In case you missed it in making an early exit into the Labor Day holiday weekend, Phil Knight was on ESPN’s Mike and Mike show. The co-flounder of Nike Inc was questioned about the decision to exit selling golf equipment and he said this: “It was kind of an easy financial decision [to shut down Nike golf]. It was a really tough emotional decision. It was hard emotionally. It was hard emotionally for Tiger. I spoke to him a couple times. He was upset, and I was upset. It was something we would have rather not have happened, but the financial reality just led us to it.”
Since the news broke, more than a month ago, no one has come forward and made an argument that Nike is making a really bad decision that it might regret one day. In fact, you don’t get to $32 billion in annual sales and net income of nearly $4 billion making a lot of dumb decisions or for that matter hiring a lot of stupid employees. It was purely a financial decision, based on nearly two decades of operations. The first reason for going into business should be to make money. Once that is accomplished it becomes an exercise in attempting to make more. But that doesn’t seem to resonate with very many in golf.
Here’s the really bad news behind Knight’s candid comments. The competition doesn’t seem to be picking up on this. This isn’t intended to imply everyone should pull up stakes and exit golf. However, the harsh reality is that its lack of growth prospects has made it even more challenging to make money not only today but in the future. If you don’t acknowledge there is a problem, its impossible to over come it.
In a Bloomberg article, Callaway Chief Executive Officer Chip Brewer is quoted as saying, “Golf is not going anywhere. It’s never going to be for everybody. But the energy around the sport now I believe will be appealing to millennials, and will continue to grow.” Nike Inc, respectively, believes otherwise. Considering its annual revenue base is 32 times greater than Callaway’s along with its $5.4 billion sitting in cash, its figured out a thing or two over the years. In Callaway’s 2016 second quarter it realized a one-time gain of $17.6 million from the sale of a portion of its investment in TopGolf. In 2015, Callaway’s entire bottom line was $14.6 million.

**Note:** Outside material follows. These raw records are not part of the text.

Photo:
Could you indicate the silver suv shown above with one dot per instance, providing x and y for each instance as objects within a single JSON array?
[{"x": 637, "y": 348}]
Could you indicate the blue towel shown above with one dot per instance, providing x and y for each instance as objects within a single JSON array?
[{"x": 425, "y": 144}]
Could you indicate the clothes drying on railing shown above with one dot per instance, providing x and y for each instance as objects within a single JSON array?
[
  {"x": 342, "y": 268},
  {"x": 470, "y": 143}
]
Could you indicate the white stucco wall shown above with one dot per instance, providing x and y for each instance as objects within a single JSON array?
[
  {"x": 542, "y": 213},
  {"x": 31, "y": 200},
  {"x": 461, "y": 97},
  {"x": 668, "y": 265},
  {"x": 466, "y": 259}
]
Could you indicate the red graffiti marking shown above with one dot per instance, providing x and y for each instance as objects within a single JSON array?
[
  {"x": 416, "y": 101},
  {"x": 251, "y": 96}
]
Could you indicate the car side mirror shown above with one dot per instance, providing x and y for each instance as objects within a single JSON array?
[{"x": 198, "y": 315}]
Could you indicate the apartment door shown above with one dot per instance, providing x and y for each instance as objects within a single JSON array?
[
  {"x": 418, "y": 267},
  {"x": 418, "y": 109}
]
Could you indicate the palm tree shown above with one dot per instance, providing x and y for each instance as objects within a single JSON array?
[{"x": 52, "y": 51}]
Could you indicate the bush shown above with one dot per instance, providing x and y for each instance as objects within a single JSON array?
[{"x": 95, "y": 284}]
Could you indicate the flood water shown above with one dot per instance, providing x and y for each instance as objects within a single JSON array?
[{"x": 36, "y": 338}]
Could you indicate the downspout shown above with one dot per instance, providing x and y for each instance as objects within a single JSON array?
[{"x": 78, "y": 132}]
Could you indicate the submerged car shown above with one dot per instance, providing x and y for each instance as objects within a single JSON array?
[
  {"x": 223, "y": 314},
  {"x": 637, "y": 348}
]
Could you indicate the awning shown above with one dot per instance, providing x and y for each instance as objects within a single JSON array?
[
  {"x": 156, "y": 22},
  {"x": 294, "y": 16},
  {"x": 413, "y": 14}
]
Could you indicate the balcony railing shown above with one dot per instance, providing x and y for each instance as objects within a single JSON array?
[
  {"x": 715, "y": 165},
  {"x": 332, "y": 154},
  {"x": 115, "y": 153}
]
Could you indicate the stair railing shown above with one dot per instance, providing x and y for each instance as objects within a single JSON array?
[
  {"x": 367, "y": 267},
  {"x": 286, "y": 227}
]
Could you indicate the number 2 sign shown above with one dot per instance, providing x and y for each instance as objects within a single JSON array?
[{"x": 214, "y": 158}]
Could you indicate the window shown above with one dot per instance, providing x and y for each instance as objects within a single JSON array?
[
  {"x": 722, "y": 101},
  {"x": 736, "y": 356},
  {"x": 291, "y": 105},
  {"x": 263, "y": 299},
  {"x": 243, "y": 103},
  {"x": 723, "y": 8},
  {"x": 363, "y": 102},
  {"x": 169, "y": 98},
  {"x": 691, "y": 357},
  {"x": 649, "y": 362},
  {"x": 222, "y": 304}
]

In 2014, it was $16 million. Does that tell you anything? Callaway made its original investment in TopGolf in the fourth quarter of 2006, when it had George Fellows as its Chief Executive Officer. It was never anticipated to deliver a financial windfall let alone surpass net income from continuing operations. It was hoped that it would give the company an inside track into new players entering the game and therefore give it a leg up when it came to future equipment purchases! How’s that been going?
For those keeping score at home, Callaway’s net sales in 2006 were $1.018 billion with net income of $23.3 million. In 2015, revenues were $844 million and a net profit of $14.6 million.